There are 105 patients in hospital in Ireland with the virus.
There have been 1,345 new cases of Covid-19 reported in Ireland.
The figures released from the Department of Health on Saturday did not contain information regarding deaths related to Covid-19.
The Department of Health's statement said that the number of daily cases may also change due to future data validation.
105 Covid-19 patients are hospitalised, of which 21 are in ICU.
As of midnight, Friday 23rd July, we are reporting 1,345* confirmed cases of #COVID19.
21 in ICU. 105 in hospital.
*Daily case numbers may change due to future data review, validation and update
— Department of Health (@roinnslainte) July 24, 2021
Earlier, HSE CEO Paul Reid said in a Twitter post that over 50,000 vaccines were administered on Friday.
"Just a reminder to anyone at any age over 18 that you can still register," he said.
"If you are fully vaccinated you have high levels of protection against being hospitalised or ICU. Let's turn the tide on the Delta variant."
Over 50,000 vaccines administered again yesterday. Just a reminder to anyone at any age over 18 that you can still register. If you are fully vaccinated you have high levels of protection against being hospitalised or ICU. Let's turn the tide on #DeltaVariant @HSELive
— Paul Reid (@paulreiddublin) July 24, 2021
Meanwhile, the Chief Executive of the Restaurants Association of Ireland Adrian Cummins has said that people making "fake bookings" in protest of the new indoor dining rules is "a huge issue".
On Friday night, Fáilte Ireland published the draft guidelines for the partial return of indoor hospitality on Monday.
It had previously been revealed that indoor hospitality will return from 26 July in pubs and restaurants for people vaccinated against or recovered from Covid-19, as well as under-18s accompanied by a parent or guardian.
Appearing on RTÉ's The Business, Cummins was asked about reports of people critical of the new indoor hospitality rules block booking pubs and restaurants with no attention of showing up.
On whether he had come across the issue with members of his association, Cummins said: "Yes, it's a huge issue over the last 48 hours.
"Since the announcement around the reopening of indoor hospitality, we've seen fake bookings coming in at a rate of knots into businesses to book up tables to try and disrupt our reopening plans for hospitality.
"I think the businesses need to be aware of that.

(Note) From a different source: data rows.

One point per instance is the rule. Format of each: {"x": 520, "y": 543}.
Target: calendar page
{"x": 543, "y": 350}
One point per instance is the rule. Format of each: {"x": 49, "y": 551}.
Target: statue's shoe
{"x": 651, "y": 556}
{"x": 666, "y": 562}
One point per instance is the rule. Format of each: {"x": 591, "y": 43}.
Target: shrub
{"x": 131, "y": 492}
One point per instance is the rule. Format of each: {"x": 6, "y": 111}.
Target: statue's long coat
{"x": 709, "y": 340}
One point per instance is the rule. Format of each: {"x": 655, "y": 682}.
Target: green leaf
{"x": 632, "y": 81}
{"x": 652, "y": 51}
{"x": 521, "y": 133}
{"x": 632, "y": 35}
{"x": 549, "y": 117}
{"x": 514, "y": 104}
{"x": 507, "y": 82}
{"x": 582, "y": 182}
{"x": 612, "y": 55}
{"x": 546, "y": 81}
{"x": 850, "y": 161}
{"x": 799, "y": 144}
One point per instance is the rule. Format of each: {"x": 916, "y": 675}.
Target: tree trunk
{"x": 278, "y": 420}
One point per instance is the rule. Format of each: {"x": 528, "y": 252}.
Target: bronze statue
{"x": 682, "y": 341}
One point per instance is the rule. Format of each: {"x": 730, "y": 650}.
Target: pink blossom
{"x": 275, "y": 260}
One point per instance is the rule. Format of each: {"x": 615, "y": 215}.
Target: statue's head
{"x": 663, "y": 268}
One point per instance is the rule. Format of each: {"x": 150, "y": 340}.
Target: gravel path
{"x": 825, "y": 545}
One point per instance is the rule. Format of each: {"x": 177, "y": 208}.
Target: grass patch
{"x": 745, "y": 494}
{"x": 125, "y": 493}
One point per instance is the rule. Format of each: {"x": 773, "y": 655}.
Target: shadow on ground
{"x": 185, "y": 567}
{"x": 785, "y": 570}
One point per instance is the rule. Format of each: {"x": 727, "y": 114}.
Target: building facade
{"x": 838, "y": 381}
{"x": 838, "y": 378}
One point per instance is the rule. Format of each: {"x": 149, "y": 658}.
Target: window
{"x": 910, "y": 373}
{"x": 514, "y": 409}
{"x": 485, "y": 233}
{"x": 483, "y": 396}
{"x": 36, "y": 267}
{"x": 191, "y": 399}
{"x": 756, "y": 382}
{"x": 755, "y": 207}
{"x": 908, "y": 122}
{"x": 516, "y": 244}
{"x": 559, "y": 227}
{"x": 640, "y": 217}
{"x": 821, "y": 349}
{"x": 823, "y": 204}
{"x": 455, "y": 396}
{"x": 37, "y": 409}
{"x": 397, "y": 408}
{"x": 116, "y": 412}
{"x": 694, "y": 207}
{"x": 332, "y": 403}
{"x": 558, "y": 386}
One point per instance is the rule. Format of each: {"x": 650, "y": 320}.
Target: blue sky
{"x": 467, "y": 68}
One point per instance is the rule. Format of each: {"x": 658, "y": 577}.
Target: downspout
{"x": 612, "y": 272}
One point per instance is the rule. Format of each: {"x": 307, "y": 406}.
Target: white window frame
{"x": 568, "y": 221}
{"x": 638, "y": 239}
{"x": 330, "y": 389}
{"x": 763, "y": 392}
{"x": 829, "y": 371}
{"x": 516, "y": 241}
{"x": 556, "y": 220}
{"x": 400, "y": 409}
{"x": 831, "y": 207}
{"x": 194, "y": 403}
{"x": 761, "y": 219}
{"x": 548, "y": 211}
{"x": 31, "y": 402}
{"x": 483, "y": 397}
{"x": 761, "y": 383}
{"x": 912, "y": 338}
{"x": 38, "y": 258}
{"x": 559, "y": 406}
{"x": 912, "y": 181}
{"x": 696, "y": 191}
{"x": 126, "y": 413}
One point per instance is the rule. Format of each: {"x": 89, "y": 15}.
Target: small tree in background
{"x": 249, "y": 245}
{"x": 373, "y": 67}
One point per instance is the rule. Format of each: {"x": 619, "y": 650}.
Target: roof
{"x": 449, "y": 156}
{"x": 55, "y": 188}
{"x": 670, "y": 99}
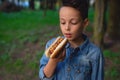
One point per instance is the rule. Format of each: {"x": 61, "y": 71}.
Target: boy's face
{"x": 71, "y": 23}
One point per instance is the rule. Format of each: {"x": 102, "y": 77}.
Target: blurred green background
{"x": 26, "y": 26}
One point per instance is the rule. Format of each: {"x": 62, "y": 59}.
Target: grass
{"x": 22, "y": 40}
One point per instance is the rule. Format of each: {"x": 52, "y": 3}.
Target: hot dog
{"x": 55, "y": 48}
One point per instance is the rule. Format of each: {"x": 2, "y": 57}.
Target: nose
{"x": 67, "y": 26}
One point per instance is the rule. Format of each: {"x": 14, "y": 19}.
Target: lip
{"x": 68, "y": 35}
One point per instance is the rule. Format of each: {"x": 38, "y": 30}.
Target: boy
{"x": 81, "y": 59}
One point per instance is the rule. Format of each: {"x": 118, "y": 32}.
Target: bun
{"x": 56, "y": 47}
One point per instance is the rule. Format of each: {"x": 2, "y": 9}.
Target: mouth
{"x": 68, "y": 35}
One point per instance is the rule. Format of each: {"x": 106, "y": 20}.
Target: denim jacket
{"x": 85, "y": 62}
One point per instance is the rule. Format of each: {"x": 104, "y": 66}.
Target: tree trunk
{"x": 114, "y": 20}
{"x": 99, "y": 27}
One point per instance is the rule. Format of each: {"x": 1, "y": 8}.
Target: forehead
{"x": 69, "y": 12}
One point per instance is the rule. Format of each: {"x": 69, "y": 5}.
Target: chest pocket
{"x": 83, "y": 69}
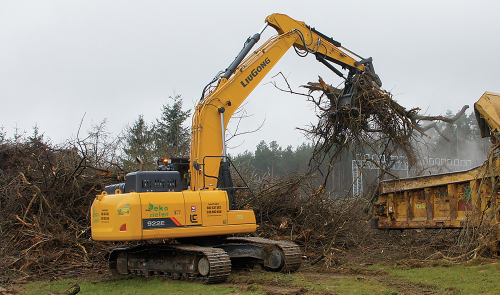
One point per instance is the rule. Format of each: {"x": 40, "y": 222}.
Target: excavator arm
{"x": 215, "y": 109}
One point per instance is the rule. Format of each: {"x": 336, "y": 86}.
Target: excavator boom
{"x": 215, "y": 109}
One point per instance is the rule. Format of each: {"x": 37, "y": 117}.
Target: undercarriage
{"x": 208, "y": 262}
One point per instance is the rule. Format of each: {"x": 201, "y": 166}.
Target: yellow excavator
{"x": 192, "y": 201}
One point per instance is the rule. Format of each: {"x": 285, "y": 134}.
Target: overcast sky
{"x": 61, "y": 61}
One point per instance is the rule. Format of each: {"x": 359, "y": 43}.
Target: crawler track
{"x": 174, "y": 261}
{"x": 292, "y": 253}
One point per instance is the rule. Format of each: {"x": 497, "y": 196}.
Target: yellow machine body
{"x": 162, "y": 215}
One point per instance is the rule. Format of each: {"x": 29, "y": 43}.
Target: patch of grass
{"x": 465, "y": 279}
{"x": 131, "y": 285}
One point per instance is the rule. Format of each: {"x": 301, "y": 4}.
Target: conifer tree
{"x": 171, "y": 137}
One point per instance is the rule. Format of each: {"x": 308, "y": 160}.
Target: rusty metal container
{"x": 450, "y": 200}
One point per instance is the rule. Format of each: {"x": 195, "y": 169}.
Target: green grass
{"x": 378, "y": 279}
{"x": 129, "y": 285}
{"x": 467, "y": 279}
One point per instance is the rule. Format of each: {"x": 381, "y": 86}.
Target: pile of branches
{"x": 45, "y": 196}
{"x": 335, "y": 231}
{"x": 372, "y": 120}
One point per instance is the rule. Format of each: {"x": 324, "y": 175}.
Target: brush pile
{"x": 373, "y": 120}
{"x": 45, "y": 194}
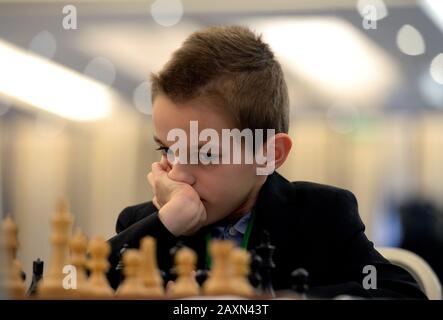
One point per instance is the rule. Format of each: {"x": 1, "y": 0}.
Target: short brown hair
{"x": 235, "y": 68}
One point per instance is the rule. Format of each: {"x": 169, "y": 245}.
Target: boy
{"x": 227, "y": 78}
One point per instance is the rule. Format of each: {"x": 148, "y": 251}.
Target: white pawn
{"x": 149, "y": 272}
{"x": 51, "y": 285}
{"x": 240, "y": 261}
{"x": 132, "y": 286}
{"x": 98, "y": 264}
{"x": 185, "y": 285}
{"x": 218, "y": 282}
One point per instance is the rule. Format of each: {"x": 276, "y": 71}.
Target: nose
{"x": 182, "y": 173}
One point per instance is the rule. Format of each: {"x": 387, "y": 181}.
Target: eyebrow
{"x": 156, "y": 139}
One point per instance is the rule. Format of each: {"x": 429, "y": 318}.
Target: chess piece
{"x": 119, "y": 267}
{"x": 132, "y": 286}
{"x": 240, "y": 261}
{"x": 98, "y": 264}
{"x": 201, "y": 276}
{"x": 186, "y": 285}
{"x": 266, "y": 252}
{"x": 172, "y": 276}
{"x": 218, "y": 282}
{"x": 78, "y": 246}
{"x": 15, "y": 285}
{"x": 52, "y": 285}
{"x": 299, "y": 278}
{"x": 254, "y": 275}
{"x": 37, "y": 275}
{"x": 149, "y": 272}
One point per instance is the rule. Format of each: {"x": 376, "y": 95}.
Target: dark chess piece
{"x": 266, "y": 252}
{"x": 37, "y": 275}
{"x": 201, "y": 276}
{"x": 299, "y": 279}
{"x": 120, "y": 266}
{"x": 254, "y": 276}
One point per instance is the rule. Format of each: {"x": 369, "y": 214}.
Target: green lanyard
{"x": 244, "y": 242}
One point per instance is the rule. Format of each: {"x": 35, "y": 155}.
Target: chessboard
{"x": 78, "y": 266}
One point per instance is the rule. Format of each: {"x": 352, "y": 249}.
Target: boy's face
{"x": 224, "y": 189}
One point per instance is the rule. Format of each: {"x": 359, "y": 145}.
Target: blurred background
{"x": 365, "y": 81}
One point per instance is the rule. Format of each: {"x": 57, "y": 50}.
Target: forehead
{"x": 168, "y": 115}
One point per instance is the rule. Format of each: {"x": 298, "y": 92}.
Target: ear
{"x": 275, "y": 150}
{"x": 282, "y": 146}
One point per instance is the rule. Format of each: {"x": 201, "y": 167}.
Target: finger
{"x": 155, "y": 203}
{"x": 169, "y": 286}
{"x": 165, "y": 163}
{"x": 157, "y": 170}
{"x": 150, "y": 178}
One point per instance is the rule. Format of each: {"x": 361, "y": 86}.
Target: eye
{"x": 208, "y": 155}
{"x": 163, "y": 150}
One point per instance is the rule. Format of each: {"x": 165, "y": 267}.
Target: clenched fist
{"x": 180, "y": 208}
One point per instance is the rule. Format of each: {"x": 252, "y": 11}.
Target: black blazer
{"x": 313, "y": 226}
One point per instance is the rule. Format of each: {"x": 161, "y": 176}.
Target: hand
{"x": 179, "y": 205}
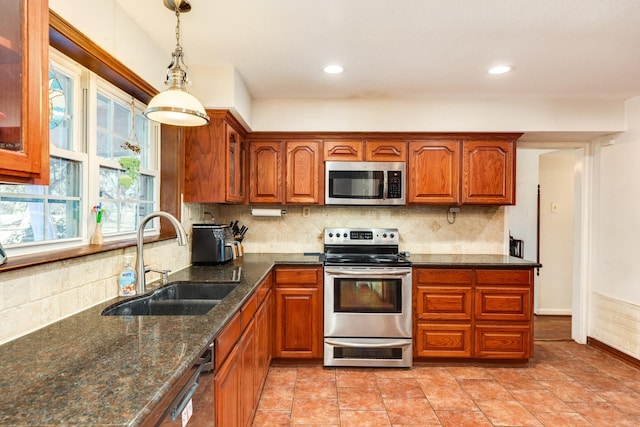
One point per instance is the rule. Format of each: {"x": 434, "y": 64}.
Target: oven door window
{"x": 356, "y": 184}
{"x": 367, "y": 295}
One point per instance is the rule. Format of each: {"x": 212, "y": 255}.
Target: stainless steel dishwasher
{"x": 191, "y": 399}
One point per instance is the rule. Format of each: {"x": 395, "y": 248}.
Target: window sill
{"x": 24, "y": 261}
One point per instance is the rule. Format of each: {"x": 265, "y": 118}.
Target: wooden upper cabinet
{"x": 24, "y": 107}
{"x": 434, "y": 172}
{"x": 266, "y": 164}
{"x": 385, "y": 151}
{"x": 488, "y": 172}
{"x": 214, "y": 161}
{"x": 236, "y": 163}
{"x": 304, "y": 172}
{"x": 361, "y": 150}
{"x": 343, "y": 150}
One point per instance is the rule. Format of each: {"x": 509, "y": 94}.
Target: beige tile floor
{"x": 566, "y": 384}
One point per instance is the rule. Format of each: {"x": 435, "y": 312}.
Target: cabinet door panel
{"x": 227, "y": 392}
{"x": 489, "y": 168}
{"x": 443, "y": 340}
{"x": 298, "y": 324}
{"x": 236, "y": 158}
{"x": 443, "y": 303}
{"x": 247, "y": 356}
{"x": 503, "y": 342}
{"x": 24, "y": 130}
{"x": 434, "y": 172}
{"x": 503, "y": 303}
{"x": 304, "y": 170}
{"x": 344, "y": 149}
{"x": 385, "y": 151}
{"x": 266, "y": 165}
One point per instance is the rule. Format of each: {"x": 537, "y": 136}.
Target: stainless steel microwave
{"x": 365, "y": 183}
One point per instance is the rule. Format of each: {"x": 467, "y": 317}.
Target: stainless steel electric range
{"x": 367, "y": 299}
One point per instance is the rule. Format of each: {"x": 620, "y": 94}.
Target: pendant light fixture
{"x": 176, "y": 106}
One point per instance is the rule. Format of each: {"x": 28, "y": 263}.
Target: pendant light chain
{"x": 178, "y": 47}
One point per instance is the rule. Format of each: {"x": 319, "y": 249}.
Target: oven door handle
{"x": 403, "y": 272}
{"x": 387, "y": 344}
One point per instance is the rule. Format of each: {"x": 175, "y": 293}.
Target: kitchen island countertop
{"x": 90, "y": 369}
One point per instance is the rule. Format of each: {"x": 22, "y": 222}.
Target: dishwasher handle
{"x": 353, "y": 272}
{"x": 182, "y": 399}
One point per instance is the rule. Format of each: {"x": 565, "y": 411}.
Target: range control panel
{"x": 361, "y": 236}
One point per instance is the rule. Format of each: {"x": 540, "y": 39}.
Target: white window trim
{"x": 86, "y": 86}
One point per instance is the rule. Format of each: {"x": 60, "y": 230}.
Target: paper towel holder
{"x": 268, "y": 212}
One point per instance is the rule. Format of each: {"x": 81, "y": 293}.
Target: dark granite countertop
{"x": 90, "y": 369}
{"x": 470, "y": 260}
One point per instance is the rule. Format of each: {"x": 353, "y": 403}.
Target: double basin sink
{"x": 174, "y": 299}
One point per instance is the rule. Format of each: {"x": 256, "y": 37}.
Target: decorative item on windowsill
{"x": 131, "y": 164}
{"x": 57, "y": 101}
{"x": 96, "y": 237}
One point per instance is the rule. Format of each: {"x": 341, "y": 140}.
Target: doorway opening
{"x": 551, "y": 223}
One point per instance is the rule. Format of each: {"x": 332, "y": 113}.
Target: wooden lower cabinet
{"x": 298, "y": 313}
{"x": 242, "y": 359}
{"x": 443, "y": 340}
{"x": 473, "y": 313}
{"x": 247, "y": 355}
{"x": 503, "y": 341}
{"x": 227, "y": 391}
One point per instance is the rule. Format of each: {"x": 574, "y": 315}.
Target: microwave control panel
{"x": 394, "y": 187}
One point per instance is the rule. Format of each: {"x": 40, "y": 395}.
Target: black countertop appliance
{"x": 212, "y": 244}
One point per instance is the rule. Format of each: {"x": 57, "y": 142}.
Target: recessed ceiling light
{"x": 333, "y": 69}
{"x": 500, "y": 69}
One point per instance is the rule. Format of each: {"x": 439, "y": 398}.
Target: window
{"x": 128, "y": 173}
{"x": 93, "y": 160}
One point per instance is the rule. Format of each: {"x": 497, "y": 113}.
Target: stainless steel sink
{"x": 173, "y": 299}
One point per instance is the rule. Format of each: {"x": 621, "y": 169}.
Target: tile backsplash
{"x": 31, "y": 298}
{"x": 422, "y": 229}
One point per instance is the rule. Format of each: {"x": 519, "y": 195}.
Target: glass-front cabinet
{"x": 24, "y": 107}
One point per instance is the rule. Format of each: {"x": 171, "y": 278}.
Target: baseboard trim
{"x": 614, "y": 352}
{"x": 553, "y": 312}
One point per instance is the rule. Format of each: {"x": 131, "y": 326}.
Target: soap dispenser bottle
{"x": 127, "y": 279}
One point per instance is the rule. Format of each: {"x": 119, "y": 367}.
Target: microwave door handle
{"x": 368, "y": 273}
{"x": 403, "y": 343}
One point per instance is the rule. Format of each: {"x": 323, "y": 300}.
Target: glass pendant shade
{"x": 176, "y": 107}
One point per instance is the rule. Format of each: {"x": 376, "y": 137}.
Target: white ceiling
{"x": 411, "y": 49}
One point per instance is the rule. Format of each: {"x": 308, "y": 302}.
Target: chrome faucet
{"x": 140, "y": 270}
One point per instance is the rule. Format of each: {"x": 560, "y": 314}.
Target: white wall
{"x": 615, "y": 276}
{"x": 555, "y": 284}
{"x": 438, "y": 115}
{"x": 106, "y": 24}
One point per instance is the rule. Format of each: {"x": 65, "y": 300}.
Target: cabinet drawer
{"x": 226, "y": 339}
{"x": 439, "y": 340}
{"x": 504, "y": 277}
{"x": 297, "y": 276}
{"x": 503, "y": 342}
{"x": 503, "y": 303}
{"x": 442, "y": 276}
{"x": 443, "y": 303}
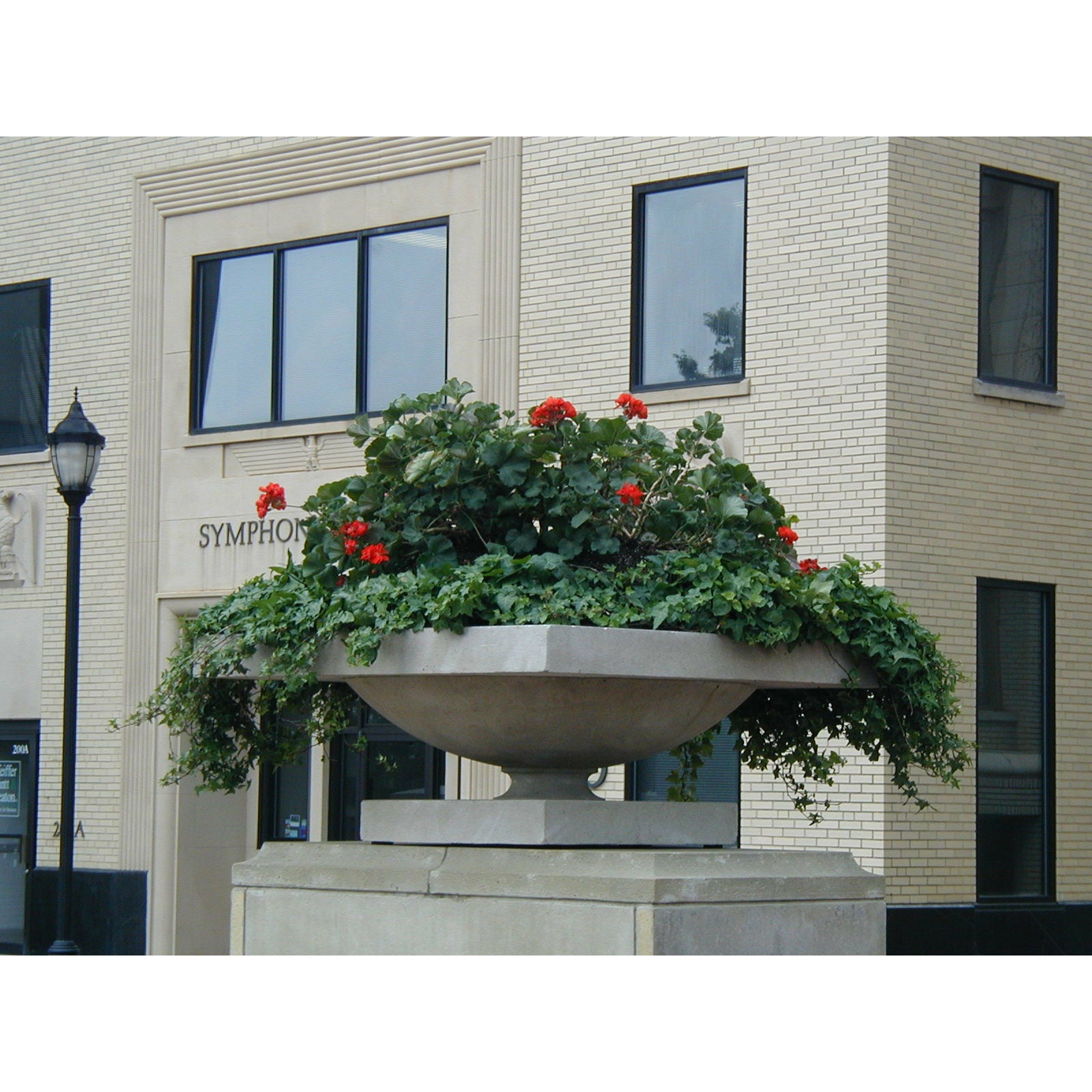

I think they have to have their own internal policies around how they take reservations.
"They may take credit cards just to make sure that there's a genuine booking going forward as a deposit scheme. That's their own decision.
"It's another challenge for our industry that we have to face as we reopen."
Cummins' then reminded people that some businesses have been closed for 496 days.
"They just want to get open and get trading again, meet their customers that they haven't seen in about 15, 16 months. That's what they want to do," the restaurant chief added.